Journal Writing Project – Nuclear Fusion: Powering a Brighter Future

By Isaac Vick

Nuclear fusion, the process that powers the sun, has long been hailed as a promising energy source due to its potential to produce clean and abundant energy without emitting greenhouse gases or producing long-term radioactive waste. However, achieving fusion reactions that release more energy than is initially invested has proven to be an elusive goal, requiring meticulous scientific artistry, vast technological innovation, and many long hours.

In December 2022, a significant breakthrough in fusion research was achieved at Lawrence Livermore National Laboratory (LLNL) in California. Researchers successfully created fusion reactions that produced an excess of energy for the first time. This monumental breakthrough has been dubbed “ignition.” This great accomplishment, decades in the making, involved precisely coordinating 192 lasers to blast a small chamber, triggering fusion reactions that released more energy than was initially inputted.

The intricate details of this groundbreaking experiment were revealed in five peer-reviewed papers published online in February 2023. These papers highlighted the extraordinary level of finesse and precision required to optimize conditions for fusion and maximize energy output from the lasers.

Physicist Peter Norreys of the University of Oxford described likening it to conducting a world-class orchestra, where every element of the experiment had to be meticulously coordinated and precisely timed, resulting in a beautifully crafted outcome. Norreys is very excited to see what may come of this technology in the future, hoping it may become, with time, one the greatest and most important scientific breakthrough since the discovery of fire.

To achieve ignition, extreme pressures and temperatures are necessary. The lasers at LLNL’s National Ignition Facility targeted a hollow cylinder called a hohlraum, heating it to a scorching three million degrees Celsius and generating X-rays. Within this X-ray oven, a diamond capsule containing deuterium and tritium fuel underwent implosion, reaching the hot, dense conditions required for fusion.

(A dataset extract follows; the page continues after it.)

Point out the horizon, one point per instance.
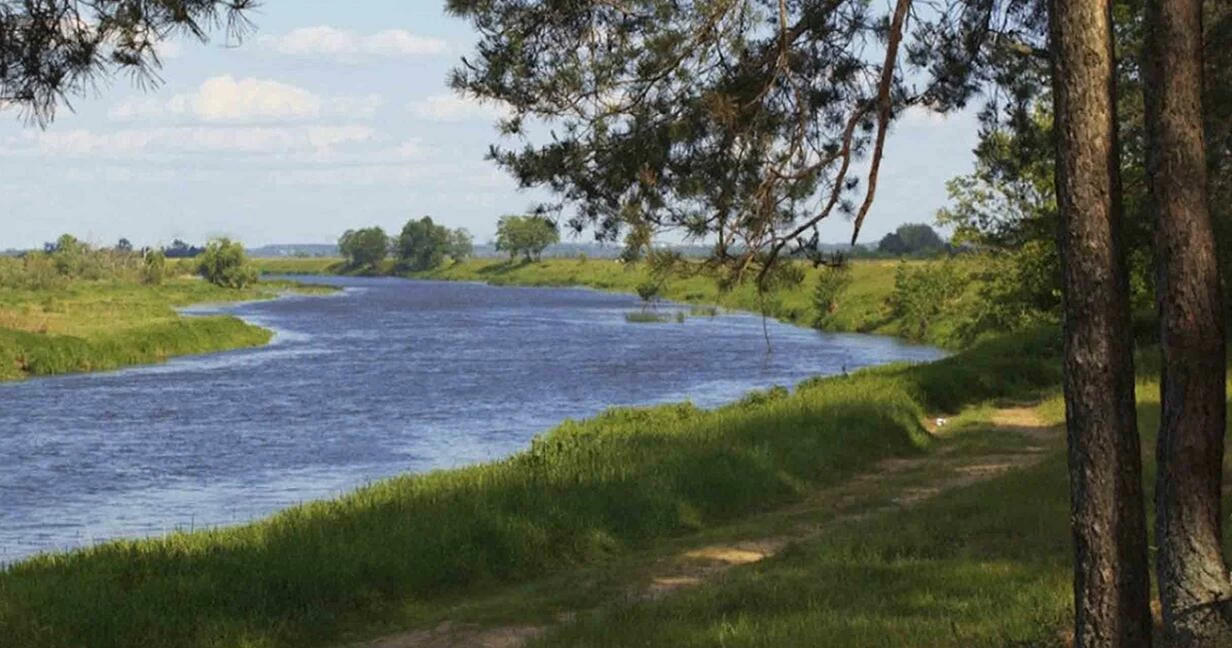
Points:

Previous experiments had come close to ignition, but subtle adjustments were needed to push further. Researchers increased the energy of the laser pulse and thickened the capsule’s diamond shell, altering the implosion’s symmetry. However, these adjustments necessitated further refinements to ensure uniform implosion.

Physicist Annie Kritcher and her colleagues tackled this challenge by precisely altering the wavelengths of the laser beams to compensate for plasma’s disruptive effects within the hohlraum. These meticulous adjustments resulted in fusion reactions that yielded 1.5 times the input energy, marking a significant step forward in achieving ignition.

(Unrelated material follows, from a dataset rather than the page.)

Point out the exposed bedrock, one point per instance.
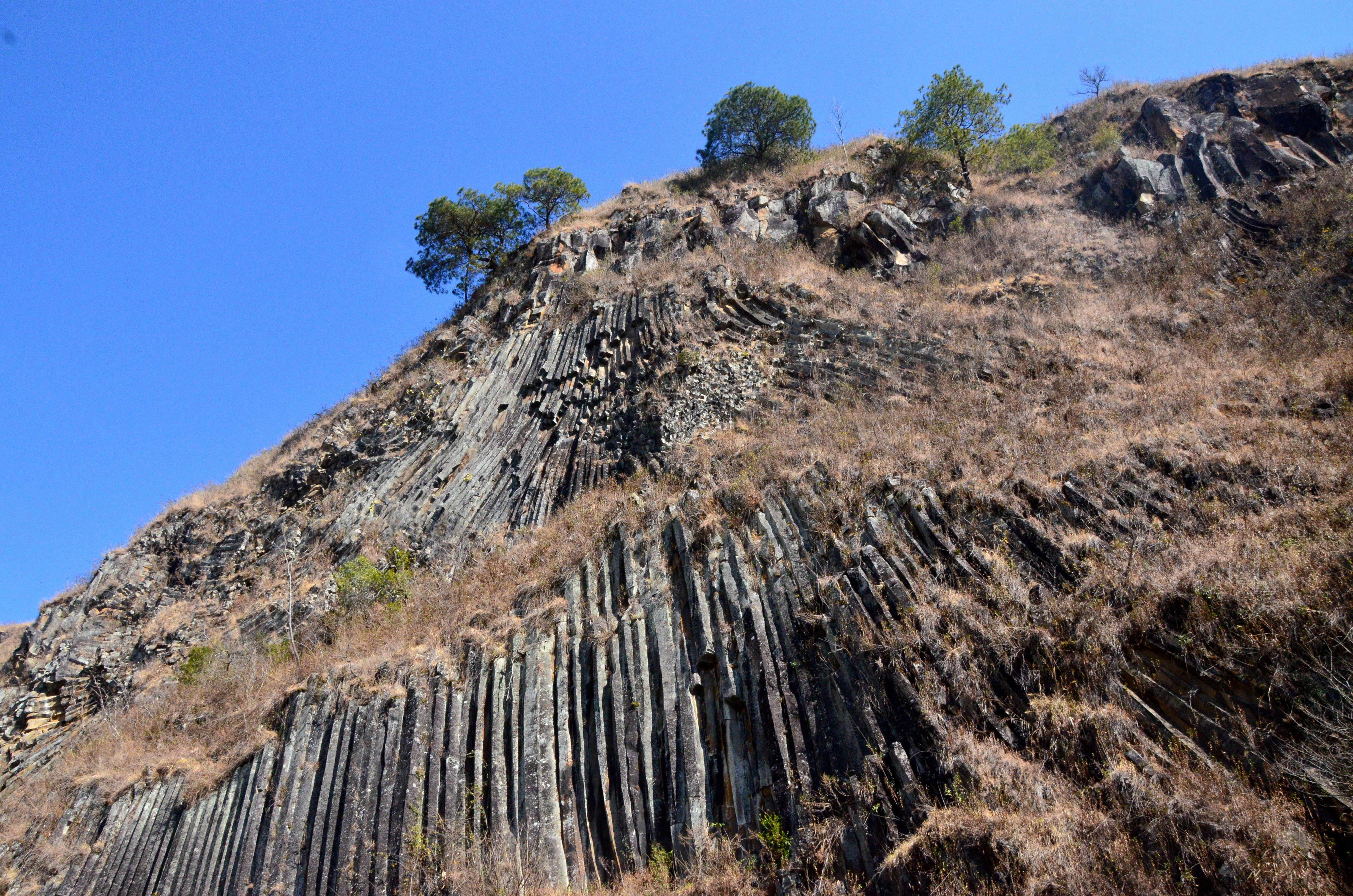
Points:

Despite these advancements, practical fusion power generation remains a distant goal. While subsequent experiments in July 2023 achieved even larger energy gains, fusion still requires massive energy inputs compared to the energy output. However, ongoing research aims to further increase laser energy and optimize fusion conditions to eventually achieve practical fusion power generation.

Additionally, the experiments uncovered a long-predicted heating effect that mimics phenomena observed in exploding stars like supernovas. This discovery could provide insights into extreme environments and phenomena beyond fusion research, such as nuclear weapons physics.

While LLNL’s National Ignition Facility is a prominent player in fusion research, other approaches, such as tokamak confinement, are also making strides. The recent record-breaking fusion energy production at the Joint European Torus highlights the global efforts to advance fusion technology and bring the dream of clean, limitless energy closer to reality.

After decades of incremental progress, scientists are finally beginning to synchronize their “atomic orchestras,” paving the way for a future powered by fusion energy. These technological advancements hope to be applied to many fields, from transportation, in cars or even spacecraft; to consumer energy, producing clean energy for the world to consume; or even electronics, making it so you may never have to charge your phone again.

Isaac Vick is a student at Spring Grove High School, and one of 13 area students participating in the Journal Writing Project, now in its 25th year.